Some notes on running new software in production

I’m working on a talk for kubecon in December! One of the points I want to get across is the amount of time/investment it takes to use new software in production without causing really serious incidents, and what that’s looked like for us in our use of Kubernetes.

To start out, this post isn’t blanket advice. There are lots of times when it’s totally fine to just use software and not worry about how it works exactly. So let’s start by talking about when it’s important to invest.

when it matters: 99.99%

If you’re running a service with a low SLO like 99% I don’t think it matters that much to understand the software you run in production. You can be down for like 2 hours a month! If something goes wrong, just fix it and it’s fine.

At 99.99%, it’s different. That’s 45 minutes / year of downtime, and if you find out about a serious issue for the first time in production it could easily take you 20 minutes or to revert the change. That’s half your uptime budget for the year!

when it matters: software that you’re using heavily

Also, even if you’re running a service with a 99.99% SLO, it’s impossible to develop a super deep understanding of every single piece of software you’re using. For example, a web service might use:

100 library dependencies
the filesystem (so there’s linux filesystem code!)
the network (linux networking code!)
a database (like postgres)
a proxy (like nginx/haproxy)

If you’re only reading like 2 files from disk, you don’t need to do a super deep dive into Linux filesystems internals, you can just read the file from disk.

What I try to do in practice is identify the components which we rely on the (or have the most unusual use cases for!), and invest time into understanding those. These are usually pretty easy to identify because they’re the ones which will cause the most problems :)

when it matters: new software

Understanding your software especially matters for newer/less mature software projects, because it’s more likely to have bugs & or just not have matured enough to be used by most people without having to worry. I’ve spent a bunch of time recently with Kubernetes/Envoy which are both relatively new projects, and neither of those are remotely in the category of “oh, it’ll just work, don’t worry about it”. I’ve spent many hours debugging weird surprising edge cases with both of them and learning how to configure them in the right way.

a playbook for understanding your software

The playbook for understanding the software you run in production is pretty simple. Here it is:

Start using it in production in a non-critical capacity (by sending a small percentage of traffic to it, on a less critical service, etc)
Let that bake for a few weeks.
Run into problems.
Fix the problems. Go to step 3.

Repeat until you feel like you have a good handle on this software’s failure modes and are comfortable running it in a more critical capacity. Let’s talk about that in a little more detail, though:

what running into bugs looks like

For example, I’ve been spending a lot of time with Envoy in the last year. Some of the issues we’ve seen along the way are: (in no particular order)

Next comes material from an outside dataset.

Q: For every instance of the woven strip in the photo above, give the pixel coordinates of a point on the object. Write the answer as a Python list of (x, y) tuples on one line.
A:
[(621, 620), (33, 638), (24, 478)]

One of the default settings resulted in retry & timeout headers not being respected
Envoy (as a client) doesn’t support TLS session resumption, so servers with a large amount of Envoy clients get DDOSed by TLS handshakes
Envoy’s active healthchecking means that you services get healthchecked by every client. This is mostly okay but (again) services with many clients can get overwhelmed by it.
Having every client independently healthcheck every server interacts somewhat poorly with services which are under heavy load, and can exacerbate performance issues by removing up-but-slow clients from the load balancer rotation.
Envoy doesn’t retry failed connections by default
it frequently segfaults when given incorrect configuration
various issues with it segfaulting because of resource leaks / memory safety issues
hosts running out of disk space between we didn’t rotate Envoy log files often enough

A lot of these aren’t bugs – they’re just cases where what we expected the default configuration to do one thing, and it did another thing. This happens all the time, and it can result in really serious incidents. Figuring out how to configure a complicated piece of software appropriately takes a lot of time, and you just have to account for that.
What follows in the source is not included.